The candy shop of souls lured him in first. His nose stung with the fog. He opened the door and went in, staring at the long glass case that was like an aquarium. Here he found the chocolate ingots, the pure mint-striped cylinders, the tarts studded with fruits and berries like a dozen orchards, the vanilla bread-loaves long and slender like suntanned eels, the banana-topped lime hexagons, the chocolate-windowed eclairs domed with cream like Russian Orthodox churches, the round strawberry tortes gilded with lemon-chocolate to make pedestals for the vanilla-chocolate butterflies that rested on each with breathless wings, the sponge-cakes each like an emperor's crown, the complex wicker-basket raspberry pies of woven crust, heaped with boulders of butter and confectioner's sugar, the tins of violet lozenges, the bones and girders made of licorice, the low white disks of sugar-pies topped with fan-swirls of almonds like playing cards, the peach cakes, pear cakes, the row of delectable phosphorescent green slugs, the flowerpot of coffee frosting from which a chocolate rose bloomed, the strawberries that peaked up from unknown tarts and tortes bride-bashful behind ruffled paper—

He sat at a little square marble table, and without a word the lady brought him a green slug, served on a white plate with white lace. He reached in his pocket and found a single coin of iron with a hole in the center. He gave her that. He sat looking past the glass case at the rows of fruit confections in matched white-lidded jars — not for him. With the silver fork he stabbed the slug and raised it into his mouth, where it overcame him between his teeth with a sweet ichor of orgasmic limes, and so he became a thief—

Agra, India (1990)

Two green-clad soldiers were striking a man in the face beneath one of the side-arches of the Taj Mahal. The man was not screaming. He was a thief. The soldiers had caught him, and were beating him. All around him, the Mughal tombs bulged with hard nipples on their marble breasts. — The Emperor, he had so many wives, he spend a month's salary on cosmetics! cried the guide. Blood flowered from the thief's nose.

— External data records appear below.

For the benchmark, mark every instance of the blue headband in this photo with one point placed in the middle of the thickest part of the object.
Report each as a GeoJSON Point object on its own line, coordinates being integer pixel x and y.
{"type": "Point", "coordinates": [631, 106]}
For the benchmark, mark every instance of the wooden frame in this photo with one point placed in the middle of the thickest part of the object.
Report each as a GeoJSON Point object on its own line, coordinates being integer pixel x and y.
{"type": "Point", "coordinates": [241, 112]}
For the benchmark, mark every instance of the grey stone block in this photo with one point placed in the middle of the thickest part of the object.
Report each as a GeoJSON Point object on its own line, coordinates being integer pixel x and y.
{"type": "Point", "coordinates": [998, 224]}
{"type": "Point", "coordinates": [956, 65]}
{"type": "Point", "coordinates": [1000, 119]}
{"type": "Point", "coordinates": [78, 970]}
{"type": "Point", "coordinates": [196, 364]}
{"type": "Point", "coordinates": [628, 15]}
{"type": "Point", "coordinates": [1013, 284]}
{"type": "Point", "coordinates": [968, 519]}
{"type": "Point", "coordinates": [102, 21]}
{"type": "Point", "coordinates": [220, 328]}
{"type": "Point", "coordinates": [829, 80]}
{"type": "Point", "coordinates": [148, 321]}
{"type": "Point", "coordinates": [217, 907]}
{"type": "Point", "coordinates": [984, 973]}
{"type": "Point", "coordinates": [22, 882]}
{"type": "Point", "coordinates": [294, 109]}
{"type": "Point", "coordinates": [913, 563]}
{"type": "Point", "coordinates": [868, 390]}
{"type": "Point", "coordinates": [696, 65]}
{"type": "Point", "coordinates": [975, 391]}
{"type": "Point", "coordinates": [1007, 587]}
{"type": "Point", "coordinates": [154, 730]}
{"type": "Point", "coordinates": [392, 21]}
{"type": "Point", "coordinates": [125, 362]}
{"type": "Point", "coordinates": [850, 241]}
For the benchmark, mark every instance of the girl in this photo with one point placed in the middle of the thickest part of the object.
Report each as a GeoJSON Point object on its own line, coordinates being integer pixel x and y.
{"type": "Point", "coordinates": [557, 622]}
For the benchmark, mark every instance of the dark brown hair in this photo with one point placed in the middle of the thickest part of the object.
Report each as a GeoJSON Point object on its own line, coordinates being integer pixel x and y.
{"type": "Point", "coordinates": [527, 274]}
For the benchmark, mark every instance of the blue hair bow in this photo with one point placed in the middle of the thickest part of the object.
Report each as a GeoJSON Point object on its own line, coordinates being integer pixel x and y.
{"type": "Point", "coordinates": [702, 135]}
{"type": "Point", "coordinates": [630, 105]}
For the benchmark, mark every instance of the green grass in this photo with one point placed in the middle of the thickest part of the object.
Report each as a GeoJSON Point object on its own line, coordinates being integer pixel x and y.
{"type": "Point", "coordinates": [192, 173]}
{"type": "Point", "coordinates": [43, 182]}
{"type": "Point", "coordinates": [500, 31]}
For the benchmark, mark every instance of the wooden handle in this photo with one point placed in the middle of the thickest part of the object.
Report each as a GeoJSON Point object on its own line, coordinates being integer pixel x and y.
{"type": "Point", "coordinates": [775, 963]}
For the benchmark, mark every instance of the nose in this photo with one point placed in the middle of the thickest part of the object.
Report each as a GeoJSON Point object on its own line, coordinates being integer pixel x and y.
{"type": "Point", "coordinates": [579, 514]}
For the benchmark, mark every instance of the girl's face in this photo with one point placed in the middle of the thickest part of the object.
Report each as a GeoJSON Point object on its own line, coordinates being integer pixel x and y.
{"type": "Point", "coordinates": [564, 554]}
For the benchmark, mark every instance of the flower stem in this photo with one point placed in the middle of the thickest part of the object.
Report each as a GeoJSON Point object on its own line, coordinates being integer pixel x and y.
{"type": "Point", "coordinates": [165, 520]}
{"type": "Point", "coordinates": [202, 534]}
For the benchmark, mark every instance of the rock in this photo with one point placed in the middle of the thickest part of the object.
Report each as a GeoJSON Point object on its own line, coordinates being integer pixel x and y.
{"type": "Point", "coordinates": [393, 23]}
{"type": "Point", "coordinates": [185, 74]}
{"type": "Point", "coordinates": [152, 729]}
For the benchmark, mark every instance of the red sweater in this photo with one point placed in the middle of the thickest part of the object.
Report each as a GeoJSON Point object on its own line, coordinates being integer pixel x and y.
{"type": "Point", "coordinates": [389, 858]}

This tower closed now, said the guide. The lovely boys and girls jump off, suicide. For love and love and love. Closed now for security reason. But this part, this open ivory day.

The thief fell down when they let go of him. The soldiers stamped on his stomach. Then they raised him again.

Now, sir, lady, come-come. Look! This marble one piece. No two piece. No join. Only cutting!

The thief looked at the guide with big eyes. The soldiers punched him. Then he was not looking at the guide anymore. Sir and lady went away, trying not to hear his groans as the soldiers began to beat him. Sir and lady wore the dead girls' mouths.

Yes, please! Hello! Sir and madam!

(Sir and lady were staring again. They could not help it. The soldiers were kicking out his teeth.)

Water rippled in long grooves of onyx, malachite, coral, but sir and lady did not see it. They did not know that they had once been dead girls. They knew that he knew them in his unspoken beseeching, but that merely echoed as clouds echoed between the lapis-flowered marble screens. Far beyond the screens lay dim white-gray corridors of peace. Darkness, incense and shadows crawled slowly on marble, searching for secret sweet-smelling vaults. These were the tombs of old scores, bad crimes rotting but not yet shriven down to bones.

The soldiers hustled the thief into darkness.

Outside it was a foggy morning. Skinny men rode bicycles, with dishtowels wrapped around their heads. Roadside people squatted by smudges to keep warm. On the dusty road that stank of exhaust, platoons of dirty white cattle were marched and goaded toward Agra. They had sharp backbones and floppy bellies. Sir and lady crossed that living river and stood beside a pole which had once been the tree of their death. In this sacred place they felt compassion for their murderer. If they had been able to remember, they would have forgiven him fully. As it was, their pity made his next incarnation easier.

Postcards, please? Small marble! Elephant two rupees!

Cowtails and buttocks were crowded together long narrow and wobbly like folded drapes. They swished and twitched as if they were alive and knew where they were going, but they didn't; they only followed where they were pulled, like the thief being led into the recesses of that gorgeous tomb.